2

I have a python script that generates predictions using sklearn Random Forest and fixed random_state = 0. It produces always deterministic results on the one computer (system) but when I switch to another computer, results are different.

Is there a way to make it deterministic across different systems? How to make identical results on a different machine like on the first machine?

The script is complicated and long so I won't share the code but I think the problem is in Random Forest random_state because when I tried using KNN instead of RF, results were identical

EnesZ
  • 403
  • 3
  • 16

1 Answers1

0

sklearn.neighbors.KNeighborsClassifier uses all observations from your train data, while as the name suggests sklearn.ensemble.RandomForestClassifier uses data randomly, so you can expect different results from Random Forest per iteration. Now coming to the question of using it on different systems, this is tricky one, but you can give a try to following approach (though I have not tested this yet).

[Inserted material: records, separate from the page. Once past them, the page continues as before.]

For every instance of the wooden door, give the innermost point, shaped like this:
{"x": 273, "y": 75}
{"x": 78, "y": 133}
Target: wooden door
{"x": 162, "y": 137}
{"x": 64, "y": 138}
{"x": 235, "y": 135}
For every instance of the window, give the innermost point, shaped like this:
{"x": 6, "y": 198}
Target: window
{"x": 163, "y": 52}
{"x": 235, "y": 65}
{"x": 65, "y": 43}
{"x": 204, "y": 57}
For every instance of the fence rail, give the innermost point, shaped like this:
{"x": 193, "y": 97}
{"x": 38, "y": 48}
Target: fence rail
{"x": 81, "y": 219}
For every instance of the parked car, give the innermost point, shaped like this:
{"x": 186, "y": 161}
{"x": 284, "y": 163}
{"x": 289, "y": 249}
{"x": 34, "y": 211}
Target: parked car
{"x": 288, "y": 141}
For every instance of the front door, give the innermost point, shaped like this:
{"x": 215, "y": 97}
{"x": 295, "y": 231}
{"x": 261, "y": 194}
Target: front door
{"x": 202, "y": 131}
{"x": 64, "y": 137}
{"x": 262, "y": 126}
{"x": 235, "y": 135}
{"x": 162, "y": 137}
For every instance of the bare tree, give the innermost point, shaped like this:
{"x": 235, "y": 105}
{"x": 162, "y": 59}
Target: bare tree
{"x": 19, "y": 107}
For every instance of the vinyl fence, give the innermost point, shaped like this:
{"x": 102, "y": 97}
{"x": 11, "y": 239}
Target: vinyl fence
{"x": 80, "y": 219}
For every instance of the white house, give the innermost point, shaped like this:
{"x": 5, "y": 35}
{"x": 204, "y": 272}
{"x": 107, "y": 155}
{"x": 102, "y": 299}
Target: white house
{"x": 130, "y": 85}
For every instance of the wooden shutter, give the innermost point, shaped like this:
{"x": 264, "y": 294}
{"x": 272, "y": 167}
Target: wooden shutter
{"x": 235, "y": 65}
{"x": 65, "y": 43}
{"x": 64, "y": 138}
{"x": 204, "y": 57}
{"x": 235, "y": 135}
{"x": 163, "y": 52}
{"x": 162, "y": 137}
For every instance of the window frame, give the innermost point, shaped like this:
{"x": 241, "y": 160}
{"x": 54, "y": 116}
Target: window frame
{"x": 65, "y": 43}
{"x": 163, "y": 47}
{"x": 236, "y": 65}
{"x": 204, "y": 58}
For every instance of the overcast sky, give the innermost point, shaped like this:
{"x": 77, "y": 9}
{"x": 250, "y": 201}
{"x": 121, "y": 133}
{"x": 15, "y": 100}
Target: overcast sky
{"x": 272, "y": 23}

1). Fit a Random Forest model on your data with some random_state, let's say random_state = 0

2). Import pickle, create a pickle object rf.pkl which will be saved at your current working directory.

3). Dump the current Random Forest model object in the pickle object.

import pickle    
pkl = 'rf.pkl'
with open(pkl,'wb') as file:
    pickle.dump(rf,file)

4). Share the pickle object file to another user/system.

5). Store the pickle object at some location and set that as working directory.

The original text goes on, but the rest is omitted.